Johan Commelin (Oct 16 2019 at 04:08):

One thing that Hipster does could be summarised as "playing around with examples". I think that is something that human mathematicians do a lot. But currently there is no way to register such information in Lean.
We could have something like

register_example nat 0
register_example nat 1
register_example nat 37

register_example int -1

register_example rat 2/3

register_example real real.pi

register_example ( (G : Type), group G) \<int, infer_instance\>
register_example ( (G : Type), group G) \<zmod 6, infer_instance\>

register_example ( (X : Type), topological_space X) \<real, infer_instance\>

Johan Commelin (Oct 16 2019 at 04:10):

I think such a database could potentially be really useful for tactics that try to prove or find counterexamples. And as Hipster shows, it's also useful for generating conjectures/boring lemmas.

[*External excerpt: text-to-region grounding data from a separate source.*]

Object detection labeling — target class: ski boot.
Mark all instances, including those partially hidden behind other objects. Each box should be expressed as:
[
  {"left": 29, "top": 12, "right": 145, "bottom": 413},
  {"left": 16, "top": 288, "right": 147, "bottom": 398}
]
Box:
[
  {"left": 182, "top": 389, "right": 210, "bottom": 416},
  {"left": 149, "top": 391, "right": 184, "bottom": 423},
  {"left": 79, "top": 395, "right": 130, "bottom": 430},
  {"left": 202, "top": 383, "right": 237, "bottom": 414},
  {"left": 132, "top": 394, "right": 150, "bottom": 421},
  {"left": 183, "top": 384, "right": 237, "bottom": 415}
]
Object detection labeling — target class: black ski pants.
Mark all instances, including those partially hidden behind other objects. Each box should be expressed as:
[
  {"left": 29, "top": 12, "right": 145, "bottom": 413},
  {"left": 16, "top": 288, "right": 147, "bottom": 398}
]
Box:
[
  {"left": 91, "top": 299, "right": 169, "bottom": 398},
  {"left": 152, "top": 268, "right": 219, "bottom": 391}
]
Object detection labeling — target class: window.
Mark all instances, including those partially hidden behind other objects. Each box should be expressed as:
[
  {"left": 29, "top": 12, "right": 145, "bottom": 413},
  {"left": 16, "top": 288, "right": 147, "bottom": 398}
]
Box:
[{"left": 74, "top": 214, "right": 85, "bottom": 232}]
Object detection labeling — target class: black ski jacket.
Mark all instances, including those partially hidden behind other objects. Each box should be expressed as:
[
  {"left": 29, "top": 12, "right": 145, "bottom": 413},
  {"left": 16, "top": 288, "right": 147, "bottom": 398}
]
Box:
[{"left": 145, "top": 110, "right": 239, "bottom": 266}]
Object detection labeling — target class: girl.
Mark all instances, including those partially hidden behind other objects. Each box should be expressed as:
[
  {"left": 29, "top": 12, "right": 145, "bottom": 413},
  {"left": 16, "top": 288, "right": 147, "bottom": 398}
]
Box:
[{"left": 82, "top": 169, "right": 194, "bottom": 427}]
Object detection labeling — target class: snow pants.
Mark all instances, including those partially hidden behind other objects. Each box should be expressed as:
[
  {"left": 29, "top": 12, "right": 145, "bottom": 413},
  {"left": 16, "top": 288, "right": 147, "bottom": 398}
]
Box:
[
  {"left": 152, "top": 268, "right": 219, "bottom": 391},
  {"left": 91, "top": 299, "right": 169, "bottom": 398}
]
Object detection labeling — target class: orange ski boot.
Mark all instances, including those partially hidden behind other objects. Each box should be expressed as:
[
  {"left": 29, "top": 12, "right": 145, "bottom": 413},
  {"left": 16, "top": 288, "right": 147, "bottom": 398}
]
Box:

Johan Commelin (Oct 16 2019 at 04:11):

(Hipster generates the examples on the fly. But I think that will quickly break down if you are not working with lists/trees or other CS-y data types.)

Alex J. Best (Oct 16 2019 at 04:45):

Yeah I like the sound of this a lot, I've started using @Simon Hudon's slim_check and even if it has issues its really very handy to tell you when you've forgotten a trivial case in a statement, or accidentally got your tactic state into an unprovable situation. But like Johan says handmade examples would be needed for non-trivial structures (how does it handle groups I wonder). It would be great to include these or equivalent tactics!

Simon Hudon (Oct 16 2019 at 11:44):

Nice! I’m glad you can make use of it. I haven’t touched it in a while and feel like I left it in an incomplete state. What are the issues you encounter?